Southern Illinois Dermatology Data Breach: Patient PHI and SSNs Exposed in November 2025 Incident

Southern Illinois Dermatology has confirmed a significant data breach, with unauthorized actors accessing and potentially copying sensitive patient files from its network. The incident, first detected on November 28, 2025, exposed a trove of protected health information (PHI) and personal identifiers, including full names, addresses, dates of birth, Social Security numbers, and medical record numbers. The clinic, which engaged third-party cybersecurity experts to investigate, only began mailing notification letters to an unspecified number of affected individuals on April 2, 2026—a delay of over four months from the initial discovery.

The breach highlights critical vulnerabilities in the healthcare sector's data security posture. The compromised data varies per individual but encompasses the core elements needed for identity theft and medical fraud. This incident follows a similar breach reported by Heart South Cardiovascular Group, signaling a potential pattern of targeting regional medical providers. The extended timeline between detection and patient notification raises immediate questions about the clinic's incident response protocols and regulatory compliance obligations under HIPAA.

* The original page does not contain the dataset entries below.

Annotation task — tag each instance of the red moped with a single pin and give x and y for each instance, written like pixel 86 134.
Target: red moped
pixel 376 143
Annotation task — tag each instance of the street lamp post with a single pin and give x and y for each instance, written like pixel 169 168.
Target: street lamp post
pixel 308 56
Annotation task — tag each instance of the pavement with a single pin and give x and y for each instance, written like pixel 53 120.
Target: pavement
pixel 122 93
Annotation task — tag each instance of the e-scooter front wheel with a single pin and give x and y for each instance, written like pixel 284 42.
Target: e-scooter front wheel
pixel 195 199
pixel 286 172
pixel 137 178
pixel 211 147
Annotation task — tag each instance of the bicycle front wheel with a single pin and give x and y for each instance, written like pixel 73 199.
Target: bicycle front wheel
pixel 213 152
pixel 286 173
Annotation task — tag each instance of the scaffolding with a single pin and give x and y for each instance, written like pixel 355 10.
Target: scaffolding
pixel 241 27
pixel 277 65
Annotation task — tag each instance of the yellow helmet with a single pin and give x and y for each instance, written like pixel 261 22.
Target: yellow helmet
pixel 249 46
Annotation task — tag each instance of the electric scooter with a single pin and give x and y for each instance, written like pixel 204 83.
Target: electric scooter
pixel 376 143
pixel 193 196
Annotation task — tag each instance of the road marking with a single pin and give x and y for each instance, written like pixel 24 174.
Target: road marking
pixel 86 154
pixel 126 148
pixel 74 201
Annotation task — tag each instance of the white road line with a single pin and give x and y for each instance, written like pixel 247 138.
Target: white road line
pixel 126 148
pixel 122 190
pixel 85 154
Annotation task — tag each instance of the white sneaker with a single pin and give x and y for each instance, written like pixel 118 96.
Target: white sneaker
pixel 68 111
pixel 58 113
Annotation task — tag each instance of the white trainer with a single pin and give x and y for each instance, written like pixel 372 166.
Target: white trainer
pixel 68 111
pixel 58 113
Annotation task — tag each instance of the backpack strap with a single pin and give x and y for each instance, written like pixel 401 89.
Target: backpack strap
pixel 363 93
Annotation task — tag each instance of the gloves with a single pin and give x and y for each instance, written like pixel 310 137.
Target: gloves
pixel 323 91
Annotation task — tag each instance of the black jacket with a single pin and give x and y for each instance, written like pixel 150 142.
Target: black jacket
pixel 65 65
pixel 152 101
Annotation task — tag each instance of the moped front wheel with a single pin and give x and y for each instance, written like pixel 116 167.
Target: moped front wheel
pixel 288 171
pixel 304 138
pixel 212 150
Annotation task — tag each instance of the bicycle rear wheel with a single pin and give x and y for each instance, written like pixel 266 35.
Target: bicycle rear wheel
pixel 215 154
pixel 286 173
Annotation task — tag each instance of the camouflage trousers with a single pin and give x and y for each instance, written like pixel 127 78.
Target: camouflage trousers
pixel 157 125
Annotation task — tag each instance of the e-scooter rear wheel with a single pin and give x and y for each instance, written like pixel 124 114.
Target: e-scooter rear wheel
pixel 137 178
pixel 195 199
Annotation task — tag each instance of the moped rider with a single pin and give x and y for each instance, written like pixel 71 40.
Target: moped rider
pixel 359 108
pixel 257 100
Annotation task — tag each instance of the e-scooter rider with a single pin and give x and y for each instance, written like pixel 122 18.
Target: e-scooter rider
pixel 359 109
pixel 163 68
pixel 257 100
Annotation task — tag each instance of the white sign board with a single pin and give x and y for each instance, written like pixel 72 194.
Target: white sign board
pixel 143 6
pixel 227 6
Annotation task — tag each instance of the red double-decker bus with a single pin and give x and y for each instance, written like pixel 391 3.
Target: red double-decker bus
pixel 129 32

The exposure places affected patients at direct risk of financial and medical identity fraud, while Southern Illinois Dermatology now faces intense scrutiny from regulators and potential legal action. The breach underscores the persistent threat to smaller healthcare entities that may lack robust cybersecurity defenses, turning patient records into high-value targets for cybercriminals. The clinic's public disclosure, coming months after the fact, will test patient trust and could trigger broader examinations of data security practices across similar medical practices in the region.